The fit looks wonderful on the fittest people in the world. Nothing like spandex to show a great body. The men in stretch unitard are noteworthy. But the women in the new two-piece brief and halter-like top look exceptional. We've seen some variations of the bare midriff style on MTV. We'll be seeing a lot of it in the gym.

Even on the track scene, athletes add their own touches. Personal gold chains may be a wishful amulet for Olympic gold, and many of the men wore them. TV even caught a glint of some gold bracelets. Many of the women showed a flair with hair and makeup.

Rochelle Stevens, a Morgan State University grad, was at the starting block with hair curled into wispy tendrils, perfect lipstick and designer nails. Looking good. She looked just as good after the hurdles.

Speedo made a debut with a new unitard S2000 techno trendy back zip suit. The women wore it well, but so did Hans Dersch. It took guts and confidence to don what looks like a woman's one-piece leotard.

Some swimmers shaved head and body to gain speed. The volleyball team shaved their heads in a show of unity for teammate Bob Samuelson.
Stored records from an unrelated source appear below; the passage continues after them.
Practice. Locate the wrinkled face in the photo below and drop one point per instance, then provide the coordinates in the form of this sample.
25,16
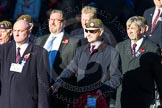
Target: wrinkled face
85,17
21,32
93,35
56,23
134,32
158,3
5,35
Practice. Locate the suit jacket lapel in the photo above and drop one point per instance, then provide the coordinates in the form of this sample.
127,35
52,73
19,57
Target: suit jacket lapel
128,50
28,50
63,42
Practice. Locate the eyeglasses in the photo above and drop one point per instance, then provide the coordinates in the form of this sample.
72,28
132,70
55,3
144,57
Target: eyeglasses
91,31
56,20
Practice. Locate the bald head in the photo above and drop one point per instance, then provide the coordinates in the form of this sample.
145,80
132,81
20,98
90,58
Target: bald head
21,30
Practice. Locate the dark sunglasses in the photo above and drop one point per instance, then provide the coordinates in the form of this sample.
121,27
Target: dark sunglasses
91,31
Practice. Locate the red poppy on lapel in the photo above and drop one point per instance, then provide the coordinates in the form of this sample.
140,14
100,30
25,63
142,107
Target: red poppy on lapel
142,50
65,41
26,56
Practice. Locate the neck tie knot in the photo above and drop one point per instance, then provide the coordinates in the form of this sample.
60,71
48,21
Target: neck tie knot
155,20
134,49
18,56
92,49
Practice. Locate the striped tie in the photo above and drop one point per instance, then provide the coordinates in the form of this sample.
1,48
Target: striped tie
18,56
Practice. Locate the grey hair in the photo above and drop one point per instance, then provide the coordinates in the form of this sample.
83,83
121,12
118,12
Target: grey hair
139,20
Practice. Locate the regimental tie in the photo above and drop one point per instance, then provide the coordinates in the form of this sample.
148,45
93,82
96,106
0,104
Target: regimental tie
134,49
92,50
52,55
155,21
18,56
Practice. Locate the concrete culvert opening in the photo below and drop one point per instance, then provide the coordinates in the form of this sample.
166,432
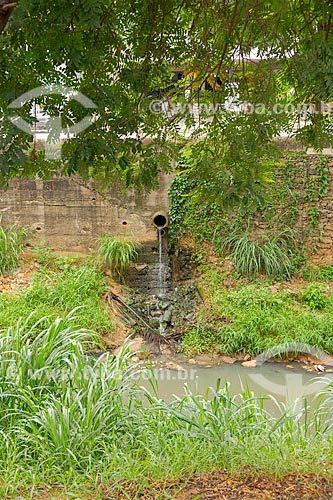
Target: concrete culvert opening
160,221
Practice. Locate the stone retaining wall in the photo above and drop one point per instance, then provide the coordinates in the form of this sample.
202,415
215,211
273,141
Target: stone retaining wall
66,214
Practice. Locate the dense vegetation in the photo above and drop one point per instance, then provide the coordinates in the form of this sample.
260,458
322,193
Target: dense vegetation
68,418
129,77
249,318
59,286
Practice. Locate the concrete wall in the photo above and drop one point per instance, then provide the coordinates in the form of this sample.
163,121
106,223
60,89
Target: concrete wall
66,214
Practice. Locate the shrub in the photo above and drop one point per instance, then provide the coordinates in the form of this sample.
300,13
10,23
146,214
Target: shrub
118,252
267,254
11,245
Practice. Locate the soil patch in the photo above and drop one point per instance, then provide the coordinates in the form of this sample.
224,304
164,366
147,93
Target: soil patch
216,485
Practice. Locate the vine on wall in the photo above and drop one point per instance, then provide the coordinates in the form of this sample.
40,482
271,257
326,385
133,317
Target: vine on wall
293,201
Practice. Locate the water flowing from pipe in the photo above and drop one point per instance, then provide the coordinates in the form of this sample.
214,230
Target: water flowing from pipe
160,263
161,272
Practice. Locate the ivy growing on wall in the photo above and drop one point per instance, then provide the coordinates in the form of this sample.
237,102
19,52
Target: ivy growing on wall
299,183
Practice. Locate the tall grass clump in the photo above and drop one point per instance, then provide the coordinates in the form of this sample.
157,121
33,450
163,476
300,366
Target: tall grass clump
70,419
254,318
55,291
117,253
12,241
266,254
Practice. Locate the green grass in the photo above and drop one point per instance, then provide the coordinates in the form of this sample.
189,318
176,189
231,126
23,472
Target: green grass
12,241
267,254
67,419
117,253
55,291
254,318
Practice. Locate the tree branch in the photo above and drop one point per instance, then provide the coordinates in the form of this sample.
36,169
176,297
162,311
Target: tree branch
6,9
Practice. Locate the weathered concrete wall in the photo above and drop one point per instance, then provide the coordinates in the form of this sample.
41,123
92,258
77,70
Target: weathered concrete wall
67,214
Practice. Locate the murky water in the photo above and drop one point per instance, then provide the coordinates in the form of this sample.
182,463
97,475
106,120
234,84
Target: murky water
289,386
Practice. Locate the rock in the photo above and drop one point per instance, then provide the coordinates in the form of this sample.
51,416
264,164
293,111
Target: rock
250,364
164,305
228,359
173,366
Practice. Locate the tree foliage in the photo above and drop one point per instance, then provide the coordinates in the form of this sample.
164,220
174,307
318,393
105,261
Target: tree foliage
125,56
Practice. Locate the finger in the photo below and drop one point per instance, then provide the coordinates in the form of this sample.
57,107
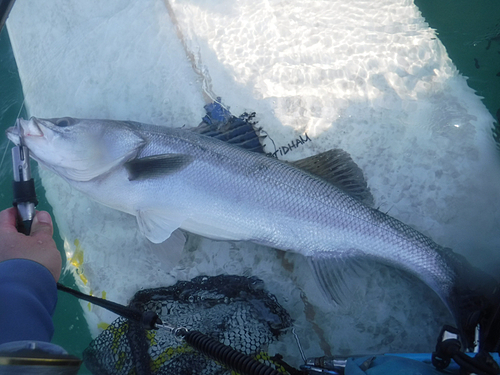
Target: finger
42,223
8,220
Bald is beautiful all of a sudden.

The nearly bald look is also coming on strong. Carol Linton, style team member for Supercuts, the sponsoring national chain of hair salons that put the athletes in trim for their trip to Barcelona, reports requests for a very short clipper cut with the Olympic rings sculpted in.

Flash is definitely a factor at the Olympics.

Bausch & Lomb provided all American athletes with sunglasses. Medalists are given limited edition glasses in gold, silver or bronze. Tom Ruff, spokesman for Bausch & Lomb, says the glasses contain more real gold than the Olympic medal.

Henry Grethel was signed to fashionize the formal opening ceremonies parade uniforms. Just imagine trying to make a wedding party look good. Multiply that problem by thousands. No one ever again wears those bridesmaids dresses. Too bad about the hats which were worn with spirit.